There is something similar underpinning this piece by Gary Klein--in quite a different context!

2 comments:

  1. Thanks for that James but I’m not convinced by Sadler’s assault on feedback. It seems like a rather meandering route to a rather simple piece of advice: provide students with experience of assessment.

    I can’t help thinking that he forgot to mention how we are supposed to respond to faulty student assessments other than by providing some kind of feedback.

    I’ve tried the very same ‘technique’ of getting students to group assess work and it’s true that there’s a great deal to be gained by doing this, not least in terms of an understanding of how incisive their criticisms can be and how clearly they perceive the weaknesses of their peers. Does it follow though that this perspicacity transfers to the work of individuals? Perhaps. But in my experience there’s a big difference between being insightful about the work of someone else and being insightful of one’s own work.

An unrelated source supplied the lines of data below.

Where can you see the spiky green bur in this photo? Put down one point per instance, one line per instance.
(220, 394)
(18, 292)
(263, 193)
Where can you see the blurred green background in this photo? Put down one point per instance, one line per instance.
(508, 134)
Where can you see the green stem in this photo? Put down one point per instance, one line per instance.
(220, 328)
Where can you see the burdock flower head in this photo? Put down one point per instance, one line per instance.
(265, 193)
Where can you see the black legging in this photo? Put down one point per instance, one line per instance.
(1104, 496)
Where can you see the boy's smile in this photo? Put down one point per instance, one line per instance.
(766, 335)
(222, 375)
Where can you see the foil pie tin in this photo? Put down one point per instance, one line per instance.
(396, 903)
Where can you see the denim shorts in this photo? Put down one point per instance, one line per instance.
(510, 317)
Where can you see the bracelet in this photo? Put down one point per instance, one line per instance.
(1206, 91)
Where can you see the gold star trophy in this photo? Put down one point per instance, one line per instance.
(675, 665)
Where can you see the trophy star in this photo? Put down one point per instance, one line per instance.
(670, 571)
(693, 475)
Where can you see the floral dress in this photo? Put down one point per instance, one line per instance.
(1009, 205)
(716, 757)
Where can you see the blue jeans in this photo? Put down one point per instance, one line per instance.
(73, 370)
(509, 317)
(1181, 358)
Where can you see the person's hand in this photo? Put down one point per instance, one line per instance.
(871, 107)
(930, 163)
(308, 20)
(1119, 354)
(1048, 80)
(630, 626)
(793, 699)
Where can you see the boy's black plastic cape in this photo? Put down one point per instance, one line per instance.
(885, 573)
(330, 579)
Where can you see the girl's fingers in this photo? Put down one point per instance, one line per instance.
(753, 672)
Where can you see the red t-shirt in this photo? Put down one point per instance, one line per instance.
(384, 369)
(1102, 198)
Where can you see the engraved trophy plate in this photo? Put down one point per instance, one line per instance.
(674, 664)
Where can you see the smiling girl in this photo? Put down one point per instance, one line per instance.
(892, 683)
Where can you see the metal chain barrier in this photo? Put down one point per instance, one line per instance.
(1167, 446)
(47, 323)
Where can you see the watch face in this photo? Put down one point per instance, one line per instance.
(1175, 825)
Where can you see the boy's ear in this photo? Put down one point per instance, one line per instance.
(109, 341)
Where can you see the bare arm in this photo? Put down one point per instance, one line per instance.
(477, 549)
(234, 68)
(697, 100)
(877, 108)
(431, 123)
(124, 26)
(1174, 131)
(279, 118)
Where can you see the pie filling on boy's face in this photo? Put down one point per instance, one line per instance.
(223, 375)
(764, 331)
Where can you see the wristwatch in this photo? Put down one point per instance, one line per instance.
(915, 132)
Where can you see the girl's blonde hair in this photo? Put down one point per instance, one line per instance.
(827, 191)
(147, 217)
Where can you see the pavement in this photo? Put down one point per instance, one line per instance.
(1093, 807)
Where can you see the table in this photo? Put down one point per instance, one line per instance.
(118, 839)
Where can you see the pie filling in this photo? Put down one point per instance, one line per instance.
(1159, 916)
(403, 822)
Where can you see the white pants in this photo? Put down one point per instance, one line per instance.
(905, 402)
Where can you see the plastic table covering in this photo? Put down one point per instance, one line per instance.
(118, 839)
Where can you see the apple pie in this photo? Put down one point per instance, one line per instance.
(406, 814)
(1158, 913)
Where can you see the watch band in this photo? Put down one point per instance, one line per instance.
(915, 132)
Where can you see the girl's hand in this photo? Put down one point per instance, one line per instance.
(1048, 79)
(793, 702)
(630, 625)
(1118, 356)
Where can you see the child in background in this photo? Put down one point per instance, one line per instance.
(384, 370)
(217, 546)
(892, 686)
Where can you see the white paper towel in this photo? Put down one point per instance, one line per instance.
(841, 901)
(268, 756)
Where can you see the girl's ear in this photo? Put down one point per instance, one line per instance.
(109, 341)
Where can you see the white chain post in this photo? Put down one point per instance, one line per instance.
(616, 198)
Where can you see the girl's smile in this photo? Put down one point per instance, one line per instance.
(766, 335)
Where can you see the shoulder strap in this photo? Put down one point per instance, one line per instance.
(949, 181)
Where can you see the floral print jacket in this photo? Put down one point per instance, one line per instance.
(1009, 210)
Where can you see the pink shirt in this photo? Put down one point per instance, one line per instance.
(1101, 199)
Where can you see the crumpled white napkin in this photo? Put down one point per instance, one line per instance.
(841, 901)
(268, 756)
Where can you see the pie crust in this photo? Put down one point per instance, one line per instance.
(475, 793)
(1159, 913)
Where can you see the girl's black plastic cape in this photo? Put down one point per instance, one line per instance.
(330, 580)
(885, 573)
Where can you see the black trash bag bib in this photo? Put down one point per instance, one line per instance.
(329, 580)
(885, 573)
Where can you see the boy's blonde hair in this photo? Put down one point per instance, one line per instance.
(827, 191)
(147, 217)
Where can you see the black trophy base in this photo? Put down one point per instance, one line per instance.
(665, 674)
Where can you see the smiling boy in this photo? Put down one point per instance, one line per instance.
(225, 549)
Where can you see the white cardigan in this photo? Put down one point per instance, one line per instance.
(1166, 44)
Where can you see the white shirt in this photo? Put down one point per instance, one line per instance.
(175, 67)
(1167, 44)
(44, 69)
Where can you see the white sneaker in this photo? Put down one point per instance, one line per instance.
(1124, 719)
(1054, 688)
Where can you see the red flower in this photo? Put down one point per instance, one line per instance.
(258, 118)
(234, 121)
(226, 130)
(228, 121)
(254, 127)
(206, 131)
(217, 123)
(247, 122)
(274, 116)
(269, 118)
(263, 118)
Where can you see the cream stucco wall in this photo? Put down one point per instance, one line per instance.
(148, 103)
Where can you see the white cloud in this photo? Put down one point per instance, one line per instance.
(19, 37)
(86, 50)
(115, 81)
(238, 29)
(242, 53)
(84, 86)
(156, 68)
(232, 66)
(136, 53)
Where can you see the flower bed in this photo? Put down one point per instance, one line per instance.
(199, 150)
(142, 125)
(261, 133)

Even Sadler himself admits that he leaves things he has written for 3 months before going back with fresh eyes (a luxury that few students can afford).

    It seems to me that the primary benefit of peer assessment is exactly the feedback that students get from one another, but that’s feedback notwithstanding.

    The litmus test, of course, is whether it makes a difference in the achievement of students, otherwise it’s just one of Tyler Cowen’s nice stories.